Brazil and Argentina: A tale of two debt stories

Argentina and Brazil are heading in opposite directions.

two cities

 

Brazil’s president Dilma Rousseff, Argentina's president Mauricio Macro

Argentina blazed back into the international debt capital markets in late April with the largest-ever emerging markets debt sale, when it sold $16.5 billion in four tranches as investors backed the market-friendly programme of its new president, Mauricio Macro.

This followed Brazil’s first sovereign deal in two years, when it took advantage in March of a rally caused by the increased chance of the impeachment of president Dilma Rousseff.

In the case of Argentina, bankers shortened the execution period and showed restraint in increasing a book that reportedly reached $65 billion. One of the reasons the sovereign gave was to leave plenty of unsatisfied investor demand for Argentina exposure, which will benefit coming sub-sovereigns and corporates.

Meanwhile, in Brazil, a senior investment banker tells Euromoney that his international DCM team are ready to work for three days and nights to take advantage of the issuance window that he expects when the impeachment process clears the Senate. The reason for the rush? “To act before the dust settles and people begin to realize nothing has really changed.”

Sadly, the only similarities between Brazil and Argentina’s debt management programmes are current yields – with Argentina paying only 132bp more on its 10-year tranche, despite only just emerging from default and still being four notches below Brazil’s sovereign rating.

There are many reasons for the diverging credit stories, but perhaps the most relevant are the debt dynamics. Brazil’s gross debt-to-GDP is already the highest in mainstream emerging markets at 67.6% and, with low growth and high debt servicing costs (the base, Selic rate is 14.25%), it is set to grow quickly.

UBS estimates that by 2018 gross debt will be above 85% of GDP. Beyond this point, (generously) assuming growth of 2% would mean that Brazil would need a primary surplus of 3% to stabilize debt-to-GDP. If growth was 1% the surplus would need to be in the range of 3.5% to 4.0%. 

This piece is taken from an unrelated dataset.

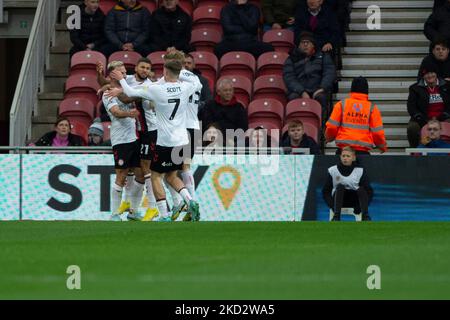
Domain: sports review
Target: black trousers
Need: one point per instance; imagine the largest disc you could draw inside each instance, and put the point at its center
(358, 200)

With 90% of expenditures related to nondiscretionary spending, and with a fiscal take of 37% of GDP (with very poor services to show for it), Brazil will need very deep and effective structural reforms to head off a debt crisis in the medium term – something that looks far beyond the abilities of the country’s corruption-ridden political class.

Meanwhile, despite Argentina gorging on investor liquidity, its debt-to-GDP ratio is projected to rise to just 38% of GDP this year. Thereafter, the key variable is economic growth but Bank of America Merrill Lynch thinks that with intermediate growth (it calculates 3.5%, which, given the current base and the economic potential is surely realistic) the country will hit a debt ratio of 54.7% by 2025. Higher rates of growth, of around 4.5%, would see the debt stabilise and remain at 38% over the same period.

That divergence is the reason investors paid up for the Argentina bonds. And it is surely only a temporary situation that those yields are roughly similar, as Argentina’s financial position strengthens, while Brazil continues to weaken at an alarming rate.